Alvin Curran (photo by Marion Gray)
Waking Up to Alvin Curran

Waking Up to Alvin Curran

FRANK J. OTERI: Another cultural characteristic that I want to talk about that seeps through a number of your compositions is your Jewish heritage. It comes up in titles of works like “Why is Tonight Different From Any Other Night,” which is—anybody who hasn’t sat through a seder might not know what that refers to, right? [laughs] Or even the Schtetl Variations or Crystal Psalms.

ALVIN CURRAN: Look, in a nutshell I can give you a little soundbyte on that because ‘I never really meant to show my Jewish roots.’ I say that both ironically and seriously. All of these pieces incidentally come out of the mid-’80s. It’s a whole series culminating with Crystal Psalms in 1988—not that it’s finished. I think these works were a necessary part of a personal reflection and recognition, catalyzed without willing—just by simply living in Berlin, period. As Morty Feldman once said, you can hear them calling out from under the sidewalks. It’s something you have to deal with. If my way is through music…I don’t know what it means, because the music has to stand on its own. It can’t lean on this crutch of exile or tragedy or whatever.

FRANK J. OTERI: Well, in terms of standing on its own and then the impact; when I think of pieces that are really, really powerful memorials about the Holocaust, that really talk about this in a musical way, the two pieces that keep popping back in my head are Steve Reich’s Different Trains, and your Crystal Psalms. These are two pieces that are just absolutely vivid and they work as music, but they work as music because of the context as well.

ALVIN CURRAN: Absolutely, and it would be silly to deny that.
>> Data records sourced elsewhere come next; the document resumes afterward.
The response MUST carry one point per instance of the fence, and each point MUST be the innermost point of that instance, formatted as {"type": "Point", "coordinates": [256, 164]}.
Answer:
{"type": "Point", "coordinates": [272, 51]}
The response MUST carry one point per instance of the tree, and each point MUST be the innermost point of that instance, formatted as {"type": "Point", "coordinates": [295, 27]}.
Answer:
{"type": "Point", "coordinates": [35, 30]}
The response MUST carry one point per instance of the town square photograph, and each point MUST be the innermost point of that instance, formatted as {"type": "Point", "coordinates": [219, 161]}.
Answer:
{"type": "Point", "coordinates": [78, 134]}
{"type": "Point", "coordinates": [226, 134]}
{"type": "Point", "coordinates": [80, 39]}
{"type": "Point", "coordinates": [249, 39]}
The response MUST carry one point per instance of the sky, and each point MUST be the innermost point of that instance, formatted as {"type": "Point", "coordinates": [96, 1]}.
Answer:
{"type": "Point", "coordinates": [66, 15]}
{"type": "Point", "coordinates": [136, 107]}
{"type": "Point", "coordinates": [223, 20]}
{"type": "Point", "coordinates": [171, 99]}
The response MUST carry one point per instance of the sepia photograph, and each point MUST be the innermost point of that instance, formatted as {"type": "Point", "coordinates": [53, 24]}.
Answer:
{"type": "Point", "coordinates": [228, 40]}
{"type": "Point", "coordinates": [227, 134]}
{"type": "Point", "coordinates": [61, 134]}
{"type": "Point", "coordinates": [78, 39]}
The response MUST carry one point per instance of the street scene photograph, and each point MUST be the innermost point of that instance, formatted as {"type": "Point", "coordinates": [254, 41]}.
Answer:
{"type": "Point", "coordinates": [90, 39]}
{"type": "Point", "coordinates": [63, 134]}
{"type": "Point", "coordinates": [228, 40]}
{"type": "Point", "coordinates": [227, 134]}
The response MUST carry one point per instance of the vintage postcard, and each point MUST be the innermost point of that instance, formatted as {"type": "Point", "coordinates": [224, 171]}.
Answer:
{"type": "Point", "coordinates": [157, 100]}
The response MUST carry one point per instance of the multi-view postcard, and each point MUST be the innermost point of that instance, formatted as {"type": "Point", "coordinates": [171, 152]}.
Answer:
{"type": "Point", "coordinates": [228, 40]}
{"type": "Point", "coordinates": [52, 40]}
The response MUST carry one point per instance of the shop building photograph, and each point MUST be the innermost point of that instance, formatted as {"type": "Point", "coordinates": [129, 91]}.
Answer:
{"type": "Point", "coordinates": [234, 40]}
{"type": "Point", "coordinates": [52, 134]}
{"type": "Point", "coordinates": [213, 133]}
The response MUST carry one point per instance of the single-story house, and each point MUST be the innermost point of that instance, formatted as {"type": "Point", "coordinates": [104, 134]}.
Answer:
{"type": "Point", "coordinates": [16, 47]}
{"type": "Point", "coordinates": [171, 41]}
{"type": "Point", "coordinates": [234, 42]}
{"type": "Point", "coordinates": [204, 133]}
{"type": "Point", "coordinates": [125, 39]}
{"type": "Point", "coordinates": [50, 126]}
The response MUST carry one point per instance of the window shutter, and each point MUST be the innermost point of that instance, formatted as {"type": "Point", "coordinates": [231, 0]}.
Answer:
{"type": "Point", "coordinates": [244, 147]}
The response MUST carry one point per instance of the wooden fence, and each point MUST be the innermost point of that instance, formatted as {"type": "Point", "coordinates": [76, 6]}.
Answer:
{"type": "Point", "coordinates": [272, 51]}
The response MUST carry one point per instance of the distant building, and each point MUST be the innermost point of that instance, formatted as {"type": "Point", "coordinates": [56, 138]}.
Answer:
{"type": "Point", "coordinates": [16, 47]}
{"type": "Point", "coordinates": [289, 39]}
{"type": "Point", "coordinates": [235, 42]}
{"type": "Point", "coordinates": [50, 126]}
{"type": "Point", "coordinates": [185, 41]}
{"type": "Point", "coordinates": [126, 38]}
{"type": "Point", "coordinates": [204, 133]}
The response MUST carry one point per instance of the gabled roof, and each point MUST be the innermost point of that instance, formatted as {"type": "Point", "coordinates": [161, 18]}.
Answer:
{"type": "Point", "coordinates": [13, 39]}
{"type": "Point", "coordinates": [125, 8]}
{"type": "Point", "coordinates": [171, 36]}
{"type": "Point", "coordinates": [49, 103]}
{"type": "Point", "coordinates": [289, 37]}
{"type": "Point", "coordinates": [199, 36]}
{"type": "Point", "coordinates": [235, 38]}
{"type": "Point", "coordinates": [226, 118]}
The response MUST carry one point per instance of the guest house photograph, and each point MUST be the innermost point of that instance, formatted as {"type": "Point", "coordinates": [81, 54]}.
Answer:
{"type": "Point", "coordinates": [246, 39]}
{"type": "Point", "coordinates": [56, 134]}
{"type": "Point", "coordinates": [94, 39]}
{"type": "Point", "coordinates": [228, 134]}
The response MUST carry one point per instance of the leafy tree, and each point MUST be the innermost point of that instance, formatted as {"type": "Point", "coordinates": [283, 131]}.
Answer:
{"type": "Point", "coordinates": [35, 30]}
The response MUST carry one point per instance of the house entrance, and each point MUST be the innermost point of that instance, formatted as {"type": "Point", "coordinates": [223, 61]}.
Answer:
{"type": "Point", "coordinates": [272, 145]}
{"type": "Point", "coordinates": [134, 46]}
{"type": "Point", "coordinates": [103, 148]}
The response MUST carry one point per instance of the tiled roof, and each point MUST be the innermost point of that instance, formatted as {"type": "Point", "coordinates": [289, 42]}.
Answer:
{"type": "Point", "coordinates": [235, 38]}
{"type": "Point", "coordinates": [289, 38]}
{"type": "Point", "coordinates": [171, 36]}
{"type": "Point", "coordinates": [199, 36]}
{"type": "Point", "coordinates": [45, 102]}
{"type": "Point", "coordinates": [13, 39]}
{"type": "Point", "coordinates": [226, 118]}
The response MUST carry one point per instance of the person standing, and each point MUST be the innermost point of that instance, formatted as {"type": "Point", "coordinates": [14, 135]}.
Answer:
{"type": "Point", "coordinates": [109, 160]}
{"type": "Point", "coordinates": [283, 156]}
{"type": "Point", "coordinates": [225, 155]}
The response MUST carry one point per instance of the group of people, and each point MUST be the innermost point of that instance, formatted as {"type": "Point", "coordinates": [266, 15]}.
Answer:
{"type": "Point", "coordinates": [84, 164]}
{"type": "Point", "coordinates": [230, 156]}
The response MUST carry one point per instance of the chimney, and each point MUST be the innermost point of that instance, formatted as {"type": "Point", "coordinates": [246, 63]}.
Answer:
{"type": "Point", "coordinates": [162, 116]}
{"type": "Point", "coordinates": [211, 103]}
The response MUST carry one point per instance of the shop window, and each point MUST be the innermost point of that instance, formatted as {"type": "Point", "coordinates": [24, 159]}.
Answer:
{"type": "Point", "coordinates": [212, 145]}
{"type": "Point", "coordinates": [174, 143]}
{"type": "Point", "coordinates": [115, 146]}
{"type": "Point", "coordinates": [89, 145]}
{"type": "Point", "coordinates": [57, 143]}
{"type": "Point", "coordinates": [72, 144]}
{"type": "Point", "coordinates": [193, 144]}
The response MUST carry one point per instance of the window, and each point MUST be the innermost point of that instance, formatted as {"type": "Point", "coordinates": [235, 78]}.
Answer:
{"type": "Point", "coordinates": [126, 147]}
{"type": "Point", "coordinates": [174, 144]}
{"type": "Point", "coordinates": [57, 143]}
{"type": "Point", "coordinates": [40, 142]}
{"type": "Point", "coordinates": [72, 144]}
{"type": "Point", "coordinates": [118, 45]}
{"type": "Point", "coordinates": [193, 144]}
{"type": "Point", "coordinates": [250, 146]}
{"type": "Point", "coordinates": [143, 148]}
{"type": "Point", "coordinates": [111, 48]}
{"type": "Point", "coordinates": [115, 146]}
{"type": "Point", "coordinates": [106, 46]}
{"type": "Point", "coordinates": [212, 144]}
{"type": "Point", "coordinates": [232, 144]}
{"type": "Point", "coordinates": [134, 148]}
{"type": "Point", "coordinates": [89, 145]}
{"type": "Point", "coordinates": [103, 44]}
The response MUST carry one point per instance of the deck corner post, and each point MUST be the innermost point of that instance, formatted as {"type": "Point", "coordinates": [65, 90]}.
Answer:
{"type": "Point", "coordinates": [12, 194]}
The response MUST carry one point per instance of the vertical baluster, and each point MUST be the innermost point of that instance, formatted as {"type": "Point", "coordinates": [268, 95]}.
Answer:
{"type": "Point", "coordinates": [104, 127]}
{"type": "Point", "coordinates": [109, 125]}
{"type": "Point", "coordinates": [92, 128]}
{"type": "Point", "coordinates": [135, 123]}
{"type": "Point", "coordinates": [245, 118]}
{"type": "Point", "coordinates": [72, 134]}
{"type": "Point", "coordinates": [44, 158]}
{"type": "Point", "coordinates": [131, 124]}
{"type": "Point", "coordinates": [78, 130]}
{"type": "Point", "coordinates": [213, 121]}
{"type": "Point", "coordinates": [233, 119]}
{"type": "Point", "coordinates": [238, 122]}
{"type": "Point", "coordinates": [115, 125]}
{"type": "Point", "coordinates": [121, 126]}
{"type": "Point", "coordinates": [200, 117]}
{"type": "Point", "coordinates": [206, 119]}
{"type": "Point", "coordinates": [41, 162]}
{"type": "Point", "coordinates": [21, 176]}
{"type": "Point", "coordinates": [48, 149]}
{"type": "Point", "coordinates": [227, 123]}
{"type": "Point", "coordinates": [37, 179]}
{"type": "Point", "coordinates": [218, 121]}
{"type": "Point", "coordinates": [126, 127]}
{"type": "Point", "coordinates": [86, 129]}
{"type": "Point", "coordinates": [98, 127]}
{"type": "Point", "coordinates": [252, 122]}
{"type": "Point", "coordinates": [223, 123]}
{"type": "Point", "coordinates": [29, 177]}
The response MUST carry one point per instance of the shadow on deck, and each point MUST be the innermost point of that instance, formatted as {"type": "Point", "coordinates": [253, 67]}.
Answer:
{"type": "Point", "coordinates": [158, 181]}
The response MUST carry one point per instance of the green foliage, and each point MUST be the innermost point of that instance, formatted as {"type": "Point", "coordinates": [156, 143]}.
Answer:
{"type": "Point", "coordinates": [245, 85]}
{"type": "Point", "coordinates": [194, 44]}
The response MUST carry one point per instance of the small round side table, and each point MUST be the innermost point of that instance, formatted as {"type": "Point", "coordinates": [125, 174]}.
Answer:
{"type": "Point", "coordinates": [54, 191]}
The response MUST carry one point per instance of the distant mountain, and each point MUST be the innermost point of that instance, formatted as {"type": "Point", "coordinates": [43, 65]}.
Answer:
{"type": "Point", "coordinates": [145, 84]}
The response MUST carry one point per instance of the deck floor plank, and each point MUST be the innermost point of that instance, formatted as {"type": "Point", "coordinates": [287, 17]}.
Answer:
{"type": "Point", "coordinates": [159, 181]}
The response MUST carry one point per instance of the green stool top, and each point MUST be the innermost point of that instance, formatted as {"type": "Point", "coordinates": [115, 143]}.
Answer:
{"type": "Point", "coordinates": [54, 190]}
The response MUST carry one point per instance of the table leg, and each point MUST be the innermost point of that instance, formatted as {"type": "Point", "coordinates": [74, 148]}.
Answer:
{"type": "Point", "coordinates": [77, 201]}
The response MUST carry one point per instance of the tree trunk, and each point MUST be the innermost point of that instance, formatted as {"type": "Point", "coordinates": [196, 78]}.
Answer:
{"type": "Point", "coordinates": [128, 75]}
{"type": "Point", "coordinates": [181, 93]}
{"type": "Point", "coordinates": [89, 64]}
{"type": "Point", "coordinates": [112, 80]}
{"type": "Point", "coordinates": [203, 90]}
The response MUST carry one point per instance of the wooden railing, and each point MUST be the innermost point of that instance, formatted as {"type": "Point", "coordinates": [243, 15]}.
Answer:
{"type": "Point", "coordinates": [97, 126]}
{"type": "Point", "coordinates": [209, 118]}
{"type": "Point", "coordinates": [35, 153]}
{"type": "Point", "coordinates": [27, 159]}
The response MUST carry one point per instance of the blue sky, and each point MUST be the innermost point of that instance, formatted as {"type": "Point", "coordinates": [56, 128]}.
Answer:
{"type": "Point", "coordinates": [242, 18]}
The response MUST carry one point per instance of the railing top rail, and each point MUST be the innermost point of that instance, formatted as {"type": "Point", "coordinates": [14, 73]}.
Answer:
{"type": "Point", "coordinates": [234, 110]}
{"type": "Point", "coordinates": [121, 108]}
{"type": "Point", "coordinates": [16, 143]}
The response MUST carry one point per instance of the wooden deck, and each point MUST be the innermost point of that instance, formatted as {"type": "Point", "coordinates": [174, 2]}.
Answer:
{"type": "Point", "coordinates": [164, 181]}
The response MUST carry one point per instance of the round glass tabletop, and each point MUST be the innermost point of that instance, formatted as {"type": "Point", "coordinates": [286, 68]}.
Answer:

I mean, once I was attacked for this very thing by a German philosopher who said I was stirring up memories, and that has nothing to do with the music. I argued that a piece of music like this can be created in two ways. One is from the heart, because it has to be done. It’s a purely emotional and artistic response. The second is when I can stand back and look at this musical object, as pure music devoid of any meaning, just like an abstract painting.

FRANK J. OTERI: I’ve been thinking to myself—now we’re going to get political—that there’s all this 9/11 music. As a composer, I won’t go near it. And a lot of composers I know won’t. How do you deal with a subject like this in music, with the Holocaust or with 9/11?

ALVIN CURRAN: Well, for one thing you need distance. The Holocaust is not less tragic because of the more than 50 years of space between us and it. I came to this work at the right point in my life and it was a moment of meditated creation. The 50th anniversary of Kristallnacht was coming up. I went to various radio producers in Europe and I said, ‘I have this idea. I would like to create a unified concert hall throughout all of Europe with hundreds of musicians playing with other musicians who they don’t even see or hear, connected by radio as a memorial event for this occasion.’ The project was ingenious. It was typically me. It was right in every way. It was accepted and it was a remarkable co-production with six radio stations, six European countries, and a lot of wonderful musicians playing at once.

For me, it would just be personally unthinkable to make a 9/11 piece. I just couldn’t even though I heard the first plane fly over Fifth Avenue. I felt very much involved, in that I was here that day, but it would be unthinkable to jump in, because it’s just too immense.